In an aim to improve the sponsor group experience, in which incoming Pomona College students live in halls with two older students who help them transition into the school, the Residence Hall Staff will modify the current system so that many sponsor groups will have three, instead of only two, sponsors.
“For the last several years, we’ve been surveying first-years and sponsors, and there’s a couple threads that kind of come through,” Dean of Campus Life Ric Townes said. “We’ve found that the smaller the sponsor group, the more likely the student is to have had a great experience. When they’re smaller, you can see the difference in satisfaction rates.”
However, it was not feasible to reduce the size of the actual sponsor groups, which usually have between 10 and 20 first-year students.
“Architecturally speaking, that’s hard to do because some of the sponsor group sizes are framed around the architecture of the building,” Townes said. “We didn’t want to have two sponsor groups with empty beds in the middle because those rooms would be deferred housing, and it could be anyone who lived there.”
Since dividing the large sponsor groups would be difficult, discussions turned toward adding a third sponsor.
“You can contribute to the sponsor group if you can cut down on the sponsor-to-student ratio,” Townes said.
Most groups with a third sponsor will be either in Mudd-Blaisdell Residence Hall or Harwood Court Residence Hall where many sponsor groups are larger, according to Townes. The reduced ratio is hoped to benefit both the sponsees and the sponsors.
“The added benefits are twofold. First, our focus is on the sponsors as well as the first-years. We hope adding a third sponsor, especially to some of the large groups, will lessen the burden on the sponsors, so they will be better able to focus on academics and other things,” Townes said. “Number two, when you add a third sponsor, you get three people you can use as a resource.”
Evan Hamaguchi PO ’16, who will be a sponsor in a group of three next year, thought the changes would have a positive effect on sponsor groups.

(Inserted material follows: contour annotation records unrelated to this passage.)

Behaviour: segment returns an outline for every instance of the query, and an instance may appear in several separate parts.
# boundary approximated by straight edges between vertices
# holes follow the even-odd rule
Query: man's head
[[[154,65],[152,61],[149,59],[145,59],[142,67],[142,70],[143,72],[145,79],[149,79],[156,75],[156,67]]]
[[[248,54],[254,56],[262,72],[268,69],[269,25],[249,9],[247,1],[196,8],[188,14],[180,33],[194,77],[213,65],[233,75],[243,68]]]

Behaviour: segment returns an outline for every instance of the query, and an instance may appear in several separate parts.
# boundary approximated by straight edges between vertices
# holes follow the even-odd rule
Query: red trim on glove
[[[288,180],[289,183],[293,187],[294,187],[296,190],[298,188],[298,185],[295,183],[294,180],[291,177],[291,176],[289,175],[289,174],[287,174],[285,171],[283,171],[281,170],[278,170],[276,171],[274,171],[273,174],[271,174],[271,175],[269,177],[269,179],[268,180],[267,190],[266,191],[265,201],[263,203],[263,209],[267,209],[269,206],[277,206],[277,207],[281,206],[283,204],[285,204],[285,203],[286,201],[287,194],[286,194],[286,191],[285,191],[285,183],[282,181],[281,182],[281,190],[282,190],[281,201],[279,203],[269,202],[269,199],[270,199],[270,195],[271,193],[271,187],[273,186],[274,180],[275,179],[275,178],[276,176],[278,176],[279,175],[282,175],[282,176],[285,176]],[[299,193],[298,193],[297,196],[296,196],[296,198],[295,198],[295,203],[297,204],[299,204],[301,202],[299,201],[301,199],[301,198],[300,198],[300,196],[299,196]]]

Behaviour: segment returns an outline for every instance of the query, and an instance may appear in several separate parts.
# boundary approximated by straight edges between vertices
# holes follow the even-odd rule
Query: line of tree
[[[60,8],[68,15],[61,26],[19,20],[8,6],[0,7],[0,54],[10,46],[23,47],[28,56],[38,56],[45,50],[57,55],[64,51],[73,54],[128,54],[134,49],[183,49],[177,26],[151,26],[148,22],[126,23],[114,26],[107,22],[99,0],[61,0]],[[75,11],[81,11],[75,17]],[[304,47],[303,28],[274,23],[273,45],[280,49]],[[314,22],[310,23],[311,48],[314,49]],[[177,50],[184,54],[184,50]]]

“It also makes room for an extra viewpoint on academics, student lifestyles, and points of discussion among the sponsor group,” Hamaguchi said.
Julia Swanson PO ’16, who will also be in a three-sponsor team, believes that an added sponsor will create a better experience for the first-years.
“More sponsors equal more options for our sponsees,” she said. “What I mean is everyone can bond and get help from the sponsors that suit their personality the best.”
The three-sponsor system was implemented for different purposes than the system of alternate sponsors that is currently in place. The alternate sponsor would only step into the job if one of the two sponsors on the hall had to move out, which happens occasionally.
“We don’t want to have ghost sponsors, so a couple of years ago, we decided to create what we then called ‘alternate’ sponsors, in case we had a ghost sponsor or, as in the case of this year, somebody steps out for whatever reason. We wanted a viable way to replace them,” Townes said. But “it didn’t really work. We couldn’t get people who wanted to do it, and we didn’t do a good job of articulating what their responsibilities are.”